Djounvensky was the smaller of the two. He wasn’t growing like his brother and always seemed sick. Arelul took him to the Boucan Carré clinic, where he was referred to the malnutrition program. Nurses diagnosed him as severely malnourished and started him on treatment. But he just didn’t seem to be getting better, which made his mother wonder if the sacrifices she’d been making to get him there were worthwhile. She decided to stop attending the weekly clinic visits.
Instead, the family took Djouvensky to a cousin, a local traditional healer. They were thinking he wasn’t “doctor sick,” but possibly under the influence of darker forces. The cousin provided them with treatment, but encouraged them to return to the clinic. They did. That cycle repeated again as the boy’s parents became increasingly frustrated. The toddler still couldn’t walk or talk and was lethargic, while his twin brother ran around, chatted, and made mischief. Her husband was ready to give up on Djouvensky.

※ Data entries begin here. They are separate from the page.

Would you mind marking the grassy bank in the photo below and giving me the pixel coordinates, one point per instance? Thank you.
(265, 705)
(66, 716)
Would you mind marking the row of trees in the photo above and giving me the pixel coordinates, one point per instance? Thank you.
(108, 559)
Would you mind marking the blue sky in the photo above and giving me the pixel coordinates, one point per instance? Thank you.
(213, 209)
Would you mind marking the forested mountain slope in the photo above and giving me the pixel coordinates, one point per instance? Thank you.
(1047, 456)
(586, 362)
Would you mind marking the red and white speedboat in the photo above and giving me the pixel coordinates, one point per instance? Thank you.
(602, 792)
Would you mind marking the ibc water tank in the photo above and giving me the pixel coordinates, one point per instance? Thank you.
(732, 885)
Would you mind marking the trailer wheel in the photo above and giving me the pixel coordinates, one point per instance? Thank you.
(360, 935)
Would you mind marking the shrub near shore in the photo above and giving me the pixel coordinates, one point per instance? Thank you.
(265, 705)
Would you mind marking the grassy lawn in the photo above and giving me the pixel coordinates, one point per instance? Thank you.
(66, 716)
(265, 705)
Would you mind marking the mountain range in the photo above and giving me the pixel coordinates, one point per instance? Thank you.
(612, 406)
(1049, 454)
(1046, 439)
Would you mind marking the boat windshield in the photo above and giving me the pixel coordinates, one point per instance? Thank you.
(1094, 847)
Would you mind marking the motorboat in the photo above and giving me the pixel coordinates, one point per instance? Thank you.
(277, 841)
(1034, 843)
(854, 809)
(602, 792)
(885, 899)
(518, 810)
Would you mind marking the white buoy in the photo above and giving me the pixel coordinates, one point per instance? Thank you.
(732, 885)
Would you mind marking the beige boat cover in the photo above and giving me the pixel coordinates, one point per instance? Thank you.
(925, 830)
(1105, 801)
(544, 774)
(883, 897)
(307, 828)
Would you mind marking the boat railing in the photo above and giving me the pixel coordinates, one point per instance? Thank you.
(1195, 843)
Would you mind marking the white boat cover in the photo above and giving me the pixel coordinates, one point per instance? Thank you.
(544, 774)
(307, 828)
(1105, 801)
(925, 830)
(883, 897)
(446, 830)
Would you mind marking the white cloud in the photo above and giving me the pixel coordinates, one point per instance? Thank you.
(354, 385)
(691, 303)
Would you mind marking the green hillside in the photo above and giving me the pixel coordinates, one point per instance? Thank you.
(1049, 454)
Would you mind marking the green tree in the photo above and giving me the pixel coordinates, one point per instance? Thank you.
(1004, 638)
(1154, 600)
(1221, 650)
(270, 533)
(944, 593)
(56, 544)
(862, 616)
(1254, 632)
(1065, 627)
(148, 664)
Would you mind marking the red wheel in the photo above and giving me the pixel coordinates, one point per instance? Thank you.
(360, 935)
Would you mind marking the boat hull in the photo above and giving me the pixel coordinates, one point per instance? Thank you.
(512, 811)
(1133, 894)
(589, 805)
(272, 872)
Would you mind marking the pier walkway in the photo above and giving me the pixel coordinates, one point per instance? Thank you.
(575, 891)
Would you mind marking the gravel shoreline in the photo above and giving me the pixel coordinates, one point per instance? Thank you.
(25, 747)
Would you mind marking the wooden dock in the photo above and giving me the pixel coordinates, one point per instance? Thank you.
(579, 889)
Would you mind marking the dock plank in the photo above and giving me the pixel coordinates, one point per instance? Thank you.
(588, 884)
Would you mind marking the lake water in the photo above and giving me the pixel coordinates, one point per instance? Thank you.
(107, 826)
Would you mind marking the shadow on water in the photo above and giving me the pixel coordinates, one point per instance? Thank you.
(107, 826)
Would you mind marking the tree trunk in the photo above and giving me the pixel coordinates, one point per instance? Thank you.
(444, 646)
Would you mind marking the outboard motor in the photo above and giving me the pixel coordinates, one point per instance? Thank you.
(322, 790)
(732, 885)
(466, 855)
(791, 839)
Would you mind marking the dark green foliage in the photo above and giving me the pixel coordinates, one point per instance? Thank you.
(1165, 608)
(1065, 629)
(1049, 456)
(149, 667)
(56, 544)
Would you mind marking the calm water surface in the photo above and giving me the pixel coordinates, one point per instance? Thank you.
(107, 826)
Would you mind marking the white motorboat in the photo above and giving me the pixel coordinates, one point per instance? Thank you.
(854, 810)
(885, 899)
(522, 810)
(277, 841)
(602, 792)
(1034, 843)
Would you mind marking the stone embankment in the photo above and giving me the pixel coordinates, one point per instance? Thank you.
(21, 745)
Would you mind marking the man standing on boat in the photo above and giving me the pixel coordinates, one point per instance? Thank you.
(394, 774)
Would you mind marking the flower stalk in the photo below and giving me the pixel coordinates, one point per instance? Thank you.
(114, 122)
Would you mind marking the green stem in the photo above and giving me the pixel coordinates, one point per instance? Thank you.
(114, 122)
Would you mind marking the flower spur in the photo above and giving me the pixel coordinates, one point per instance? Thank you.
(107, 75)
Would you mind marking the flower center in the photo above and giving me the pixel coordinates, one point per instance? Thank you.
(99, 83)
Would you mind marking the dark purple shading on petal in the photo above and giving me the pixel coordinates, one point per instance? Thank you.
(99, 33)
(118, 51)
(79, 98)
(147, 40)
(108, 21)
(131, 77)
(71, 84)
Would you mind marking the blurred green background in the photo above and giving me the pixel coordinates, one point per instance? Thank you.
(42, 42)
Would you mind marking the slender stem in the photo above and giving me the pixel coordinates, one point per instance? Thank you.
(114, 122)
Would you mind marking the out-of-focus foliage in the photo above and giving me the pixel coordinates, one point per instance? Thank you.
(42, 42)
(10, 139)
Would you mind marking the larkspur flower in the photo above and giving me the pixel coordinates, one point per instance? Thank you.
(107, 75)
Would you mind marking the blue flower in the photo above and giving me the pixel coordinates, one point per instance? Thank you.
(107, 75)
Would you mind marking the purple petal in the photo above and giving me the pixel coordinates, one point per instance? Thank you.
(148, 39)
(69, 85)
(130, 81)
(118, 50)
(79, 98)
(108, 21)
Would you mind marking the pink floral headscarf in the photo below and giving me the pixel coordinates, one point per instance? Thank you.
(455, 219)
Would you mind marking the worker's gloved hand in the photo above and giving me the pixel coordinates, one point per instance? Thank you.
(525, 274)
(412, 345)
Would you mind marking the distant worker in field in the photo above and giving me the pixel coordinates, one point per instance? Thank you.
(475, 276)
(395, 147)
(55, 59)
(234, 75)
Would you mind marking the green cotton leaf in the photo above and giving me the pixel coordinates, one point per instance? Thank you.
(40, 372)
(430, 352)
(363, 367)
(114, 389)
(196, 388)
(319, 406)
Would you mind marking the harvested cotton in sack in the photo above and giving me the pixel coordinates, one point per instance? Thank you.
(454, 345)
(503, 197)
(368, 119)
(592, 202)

For Arelul, that was not an option. She arrived at the clinic a third time with Djouvensky last November. Just shy of 2 years old, he weighed 22 pounds and measured 31 inches. According to World Health Organization growth standards, he should have been 27 pounds and 35 inches—in other words, he had nearly fallen below both growth curves and needed immediate medical attention.
The turning point
Pierre and her team placed Djouvensky on Nourimanba and scheduled him to return to the clinic every eight days so they could replenish his stock of peanut paste and weigh him. Arelul stuck with the program this time, spoon-feeding him Nourimanba three times a day and attending all his appointments. Sometimes she took the family’s horse and rode with Djouvensky to the clinic. On market days, when her mother needed the animal to haul corn, potatoes, and rice, Arelul hired a motorcycle driver to take them. If all else failed, she carried Djouvensky on her back.
Her diligence paid off. Djouvensky began to walk. He played more with his twin. He even said his first word, “Mama.”
Pierre, who was sitting near Arelul in the shade during the home visit nearly a year ago, paged through Djouvensky’s file and confirmed that his condition had improved from severely to moderately malnourished over just a couple of weeks. It was a small adjustment in language, but a huge difference in the boy’s daily life—and future potential.
In that moment, though, Djouvensky had no idea he was the center of attention. He was just waking up from deep sleep. He stuck his thumb in his mouth, walked over to Pierre, and snuggled on her lap. Shy and quiet, he stared at visitors with saucer-like brown eyes. His skin shone. His cheeks looked full. He had many weeks left of treatment, but finally, things were turning in his favor.
Arelul stood to escort Pierre and Mahotiere back to the main path. The sun was still punishing as the nurses retraced their steps to the pickup. At the base of the last hill, they paused beside a front-loader parked by a stream. Someday, the machine would be used to carve the rest of the gravel road, connecting rural residents more quickly to health care in the town clinic.
But that was far in the future. Pierre and Mahotiere had many more home visits to make.